Revamping the Scienceblog for CRUK
Last week saw the launch of another Manifesto Digital project: the new Cancer Research UK Scienceblog.
This was part of a larger project at CRUK to bring together all their various websites into a cohesive, uniformly designed whole which adheres to the charity’s strict brand guidelines and provides a winning user experience.
The Scienceblog though posed something of a problem: the site was making use of WordPress as a blogging platform. It looked like this:
Because of its ease of use, and to avoid disrupting the managers and contributors to the blog, CRUK wanted to keep the WordPress platform.
At the same time they needed the Scienceblog to sit comfortably within the new design scheme without causing any jarring clashes when moving between the two.
Manifesto were therefore brought in to turn a design provided by CRUK into a WordPress implementation which provided the functionality required for a high-end science blog at the forefront of the fight against cancer.
We took the HTML and CSS provided by Cancer Research UK and created a mobile responsive WordPress theme that seamlessly integrated with the new CRUK web assets.
We also built some nifty logic to automatically re-size images from old posts to fit the new templates.
One important finding we made when moving the site over to its staging environment was that the commonly used Jetpack plugin – which was allowing CRUK to use some WordPress.com features like social network integration and an upgraded comment system – didn’t behave as expected. In fact it caused all kinds of crazy errors.
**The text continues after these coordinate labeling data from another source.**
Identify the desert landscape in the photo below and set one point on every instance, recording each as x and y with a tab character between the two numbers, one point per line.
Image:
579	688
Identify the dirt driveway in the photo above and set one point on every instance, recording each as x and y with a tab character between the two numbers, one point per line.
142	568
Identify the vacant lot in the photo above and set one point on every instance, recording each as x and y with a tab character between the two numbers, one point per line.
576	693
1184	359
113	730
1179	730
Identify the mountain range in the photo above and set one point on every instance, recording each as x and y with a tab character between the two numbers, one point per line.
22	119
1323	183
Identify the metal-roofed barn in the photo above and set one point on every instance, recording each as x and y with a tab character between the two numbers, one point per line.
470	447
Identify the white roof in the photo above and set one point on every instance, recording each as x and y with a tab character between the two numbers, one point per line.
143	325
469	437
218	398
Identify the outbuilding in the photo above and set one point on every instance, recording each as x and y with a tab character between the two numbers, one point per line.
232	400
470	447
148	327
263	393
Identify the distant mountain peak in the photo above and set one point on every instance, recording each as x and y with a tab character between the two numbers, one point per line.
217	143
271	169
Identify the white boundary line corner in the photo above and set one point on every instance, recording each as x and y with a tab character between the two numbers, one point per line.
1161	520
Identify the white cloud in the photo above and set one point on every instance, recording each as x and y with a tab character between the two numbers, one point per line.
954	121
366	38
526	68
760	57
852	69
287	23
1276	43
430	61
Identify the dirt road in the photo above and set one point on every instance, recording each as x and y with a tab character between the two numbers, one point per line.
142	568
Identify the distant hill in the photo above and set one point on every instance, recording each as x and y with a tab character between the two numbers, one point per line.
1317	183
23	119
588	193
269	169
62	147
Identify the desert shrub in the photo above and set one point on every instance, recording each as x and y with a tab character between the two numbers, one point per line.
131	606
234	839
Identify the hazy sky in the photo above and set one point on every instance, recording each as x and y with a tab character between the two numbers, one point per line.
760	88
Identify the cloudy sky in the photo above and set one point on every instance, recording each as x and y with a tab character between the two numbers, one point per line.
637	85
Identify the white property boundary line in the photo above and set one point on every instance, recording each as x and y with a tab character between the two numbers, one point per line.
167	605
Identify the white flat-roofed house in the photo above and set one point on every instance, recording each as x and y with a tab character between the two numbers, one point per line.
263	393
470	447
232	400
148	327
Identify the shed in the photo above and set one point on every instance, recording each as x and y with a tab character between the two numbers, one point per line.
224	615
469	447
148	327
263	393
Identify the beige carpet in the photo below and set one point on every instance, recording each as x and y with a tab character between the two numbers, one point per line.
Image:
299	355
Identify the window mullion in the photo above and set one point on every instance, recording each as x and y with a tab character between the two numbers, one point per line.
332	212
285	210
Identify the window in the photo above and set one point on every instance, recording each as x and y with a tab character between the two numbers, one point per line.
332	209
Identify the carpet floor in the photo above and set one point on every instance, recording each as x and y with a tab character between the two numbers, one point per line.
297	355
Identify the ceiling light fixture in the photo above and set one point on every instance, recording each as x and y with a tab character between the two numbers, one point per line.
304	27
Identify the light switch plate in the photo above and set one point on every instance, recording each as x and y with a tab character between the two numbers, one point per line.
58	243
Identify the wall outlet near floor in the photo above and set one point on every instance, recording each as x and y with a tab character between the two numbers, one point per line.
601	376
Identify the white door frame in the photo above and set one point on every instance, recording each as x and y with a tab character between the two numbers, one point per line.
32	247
It seems this plugin only works in a live environment – not a test environment – so extra testing and vigilance is required when rolling out. One to watch out for.
WordPress is a platform in constant flux – updates to the software (necessary to keep the platform secure) can cause unforeseen conflicts with installed plugins and no theme is entirely future-proof.
We’ll be providing support to Cancer Research UK in the near future to make sure the tireless bloggers at the UK’s largest cancer charity aren’t hamstrung by any problems with their blogging software.